Sur le continent européen, les questions relatives à la protection de la sécurité européenne sont initiées dans un esprit d'approches collectives principalement grâce aux initiatives de la Russie, de la Biélorussie et d'une série d'autres pays qui soutiennent les mêmes positions. En général, ces initiatives concrètes répondent à la philosophie partagée par nos États: l'attachement au droit international, l'assurance du respect total par tous, sans aucune exception, des principes de la Charte des Nations unies, organisation créée suite à la guerre la plus sanglante de l'histoire de l'humanité: la Seconde Guerre mondiale.
Comme vous le savez, nous fêterons les 75 ans de la Victoire en mai prochain à Moscou et à Minsk, ainsi que dans les capitales d'autres pays qui ont fait partie de l'Union soviétique et ont joué un rôle décisif dans la victoire sur le nazisme. C'est particulièrement important dans une situation où les bases mêmes du rôle de l'Onu dans les affaires internationales sont mises en doute, quand nos collègues occidentaux tentent de remplacer les normes du droit international universelles et acceptables pour tous les pays du monde par des règles qui sont inventées par un groupe restreint de pays et qui peuvent varier d'un cas à un autre. Cela explique dans les grandes lignes l'objectif de ces programmes et les modalités de leur concertation.

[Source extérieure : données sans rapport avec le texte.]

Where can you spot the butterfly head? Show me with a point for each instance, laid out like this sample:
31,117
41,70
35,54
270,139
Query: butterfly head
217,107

Ils sont concertés au cours de réunions similaires à celle qui a eu lieu aujourd'hui. Ils contiennent des directives concrètes adressées à tous nos représentants auprès des organisations internationales, appelant à promouvoir les initiatives que je viens de mentionner, entre autres, ainsi que la consigne adressée aux ambassadeurs russes et biélorusses dans tous les pays de coopérer et de concerter leurs actions concernant les questions d'actualité internationale.
En ce qui concerne votre question sur les correctifs éventuels à ce programme de politique étrangère en raison de l'élaboration du Programme d'action sur la mise en œuvre du Traité de création de l'Union, ce n'est pas le cas. Il n'y a eu aucune correction, comme il n'existe aucun projet de corriger le Programme de mise en œuvre du Traité de création de l'Union en raison de ce que nous avons fait aujourd'hui. Notre concertation en matière de politique étrangère revêt un caractère objectif et non-conjoncturel, dénué de toute condition artificielle. Nous l'avons complètement confirmé aujourd'hui avec nos collègues biélorusses.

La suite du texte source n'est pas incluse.